Low temperatures and low winds have “allowed emissions to settle in lower-lying areas,” where some buildings are located — including where employees sleep and eat, according to the memo.
In response, Teck said, the company has adopted numerous measures to protect workers and reduce the emissions.
It has set up dozens of indoor and outdoor monitoring stations, installed new air filters and has used a water truck to cool the hot spots.

The company also has drafted plans to move reactive rock into a pit filled with water or to bury it beneath less reactive waste.
Teck has reduced production, too, though it needs to maintain some output to avoid damage from an equipment freeze-up in temperatures below minus 20 degrees Fahrenheit, Yesnik said in the memo.
NANA declined to comment.
Sulfur dioxide emissions are a rarely discussed mining problem, but the issue at Red Dog is not unprecedented, said Dave Chambers, president of the Center for Science in Public Participation, a Montana-based nonprofit that analyzes the environmental impacts of mines.
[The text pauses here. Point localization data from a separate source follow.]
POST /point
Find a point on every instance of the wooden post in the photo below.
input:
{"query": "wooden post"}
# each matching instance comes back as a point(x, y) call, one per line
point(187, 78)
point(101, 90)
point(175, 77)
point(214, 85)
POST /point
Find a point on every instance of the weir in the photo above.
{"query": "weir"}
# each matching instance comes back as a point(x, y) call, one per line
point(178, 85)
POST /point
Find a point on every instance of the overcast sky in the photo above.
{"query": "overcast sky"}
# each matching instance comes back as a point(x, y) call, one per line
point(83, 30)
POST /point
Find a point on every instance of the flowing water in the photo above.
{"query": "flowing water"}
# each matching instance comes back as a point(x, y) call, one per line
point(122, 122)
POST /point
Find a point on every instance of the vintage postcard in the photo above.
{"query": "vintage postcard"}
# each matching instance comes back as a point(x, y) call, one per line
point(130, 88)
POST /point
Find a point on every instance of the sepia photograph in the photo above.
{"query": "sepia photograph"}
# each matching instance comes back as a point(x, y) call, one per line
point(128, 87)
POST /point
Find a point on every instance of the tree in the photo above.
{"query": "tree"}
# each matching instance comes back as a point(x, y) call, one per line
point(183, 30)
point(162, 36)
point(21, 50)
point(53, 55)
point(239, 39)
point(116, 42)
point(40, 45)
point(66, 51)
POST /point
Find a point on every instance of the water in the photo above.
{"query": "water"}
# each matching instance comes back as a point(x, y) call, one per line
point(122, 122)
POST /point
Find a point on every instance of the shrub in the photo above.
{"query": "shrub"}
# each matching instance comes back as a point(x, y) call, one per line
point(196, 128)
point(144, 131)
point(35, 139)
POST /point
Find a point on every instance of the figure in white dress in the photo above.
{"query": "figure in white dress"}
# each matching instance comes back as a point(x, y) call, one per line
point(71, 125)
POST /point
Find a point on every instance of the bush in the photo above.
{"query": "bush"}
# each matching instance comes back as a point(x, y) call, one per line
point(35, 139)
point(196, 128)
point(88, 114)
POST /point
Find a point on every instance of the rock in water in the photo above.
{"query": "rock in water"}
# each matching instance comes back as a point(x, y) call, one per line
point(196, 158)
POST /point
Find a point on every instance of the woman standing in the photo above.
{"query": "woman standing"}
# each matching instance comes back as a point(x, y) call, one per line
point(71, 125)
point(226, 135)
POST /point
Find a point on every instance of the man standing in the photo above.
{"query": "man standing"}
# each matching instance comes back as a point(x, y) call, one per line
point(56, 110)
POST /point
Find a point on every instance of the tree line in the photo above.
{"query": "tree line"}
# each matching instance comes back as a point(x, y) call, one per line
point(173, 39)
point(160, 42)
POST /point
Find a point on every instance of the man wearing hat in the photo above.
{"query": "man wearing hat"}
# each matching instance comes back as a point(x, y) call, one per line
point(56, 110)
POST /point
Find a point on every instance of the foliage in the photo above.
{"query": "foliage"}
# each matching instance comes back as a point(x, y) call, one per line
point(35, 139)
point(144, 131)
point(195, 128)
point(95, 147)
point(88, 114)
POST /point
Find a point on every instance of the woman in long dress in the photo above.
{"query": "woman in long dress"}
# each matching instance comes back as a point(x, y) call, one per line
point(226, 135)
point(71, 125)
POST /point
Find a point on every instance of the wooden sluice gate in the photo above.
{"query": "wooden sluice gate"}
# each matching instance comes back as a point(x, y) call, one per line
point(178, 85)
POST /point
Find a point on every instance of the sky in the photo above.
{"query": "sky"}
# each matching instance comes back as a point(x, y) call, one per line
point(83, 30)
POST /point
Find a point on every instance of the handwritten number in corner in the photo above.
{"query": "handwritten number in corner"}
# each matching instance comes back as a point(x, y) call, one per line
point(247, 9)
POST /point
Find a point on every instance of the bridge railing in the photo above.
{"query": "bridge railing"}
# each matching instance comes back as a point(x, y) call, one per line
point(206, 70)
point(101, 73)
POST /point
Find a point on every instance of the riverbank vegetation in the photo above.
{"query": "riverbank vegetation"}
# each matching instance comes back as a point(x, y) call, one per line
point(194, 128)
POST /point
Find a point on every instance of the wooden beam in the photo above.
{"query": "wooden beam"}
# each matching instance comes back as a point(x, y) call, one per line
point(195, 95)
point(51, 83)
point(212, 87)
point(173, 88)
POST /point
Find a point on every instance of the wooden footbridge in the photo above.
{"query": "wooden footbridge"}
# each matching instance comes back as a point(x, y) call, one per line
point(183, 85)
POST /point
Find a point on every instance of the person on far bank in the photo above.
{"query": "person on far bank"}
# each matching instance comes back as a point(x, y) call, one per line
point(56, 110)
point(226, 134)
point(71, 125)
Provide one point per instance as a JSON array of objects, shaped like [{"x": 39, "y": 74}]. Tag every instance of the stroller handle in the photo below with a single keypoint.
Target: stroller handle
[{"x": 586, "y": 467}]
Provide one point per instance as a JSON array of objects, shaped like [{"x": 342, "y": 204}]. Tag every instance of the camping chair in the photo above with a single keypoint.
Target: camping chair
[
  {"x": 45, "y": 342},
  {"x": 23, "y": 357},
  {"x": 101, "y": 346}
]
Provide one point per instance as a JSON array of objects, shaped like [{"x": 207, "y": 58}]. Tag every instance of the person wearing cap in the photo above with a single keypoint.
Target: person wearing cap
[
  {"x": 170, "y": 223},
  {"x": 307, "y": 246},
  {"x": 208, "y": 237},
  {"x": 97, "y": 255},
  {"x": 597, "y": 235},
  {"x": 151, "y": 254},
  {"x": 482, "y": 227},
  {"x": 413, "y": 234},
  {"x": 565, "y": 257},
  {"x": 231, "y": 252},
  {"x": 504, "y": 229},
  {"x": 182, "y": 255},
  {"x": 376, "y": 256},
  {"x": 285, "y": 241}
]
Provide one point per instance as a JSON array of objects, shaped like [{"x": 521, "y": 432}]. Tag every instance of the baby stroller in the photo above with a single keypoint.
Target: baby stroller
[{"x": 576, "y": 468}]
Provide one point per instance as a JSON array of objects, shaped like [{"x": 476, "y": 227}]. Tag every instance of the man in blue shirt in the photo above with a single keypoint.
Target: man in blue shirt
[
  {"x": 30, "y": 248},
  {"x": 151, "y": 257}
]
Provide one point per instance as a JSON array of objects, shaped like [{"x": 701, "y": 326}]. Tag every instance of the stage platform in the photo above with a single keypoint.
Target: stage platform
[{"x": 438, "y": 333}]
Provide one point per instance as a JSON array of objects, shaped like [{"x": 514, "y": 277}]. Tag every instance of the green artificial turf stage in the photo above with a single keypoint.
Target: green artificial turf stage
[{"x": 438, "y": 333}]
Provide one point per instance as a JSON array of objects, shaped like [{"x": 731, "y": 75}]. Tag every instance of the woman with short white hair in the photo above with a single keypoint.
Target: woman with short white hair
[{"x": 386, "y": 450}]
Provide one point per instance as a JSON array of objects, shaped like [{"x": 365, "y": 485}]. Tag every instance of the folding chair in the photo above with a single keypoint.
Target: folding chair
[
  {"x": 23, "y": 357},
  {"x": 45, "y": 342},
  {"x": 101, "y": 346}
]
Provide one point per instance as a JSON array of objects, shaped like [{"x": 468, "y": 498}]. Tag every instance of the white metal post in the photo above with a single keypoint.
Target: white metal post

Chambers said he’s heard of similar problems at other mines with deposits rich in sulfide minerals, though he wasn’t aware of an instance when the gas emissions were high enough to cause an air quality problem. Sulfur dioxide emissions are likely much higher from other sources at mines, like diesel generators, than they are from ore or waste rock, Chambers added.
Teck has been sharing SO2 data with regulators at the federal Mine Safety and Health Administration, or MSHA, the company told employees.
That regulatory agency, part of the U.S. Department of Labor, investigated the complaints and concluded "negative findings" for each one, said labor department spokesperson Kristen Knebel.
Knebel did not immediately answer additional questions about MSHA’s actions and would not provide copies of the complaints. Northern Journal submitted a request for those records under the Freedom of Information Act; MSHA estimated the request would take one month to process.
State environmental regulators said they are monitoring the situation but only learned of it through an inquiry from Northern Journal.
Alaska's regulations require companies to notify the Department of Environmental Conservation about releases of hazardous substances.
The department is coordinating with Teck to clarify reporting requirements “since it’s not a routine hazardous substance release, and we don’t encounter this type of situation very often,” Kimberley Maher, a regulator with the agency's spill response program, said in an email to Northern Journal.
Nathaniel Herz contributed reporting.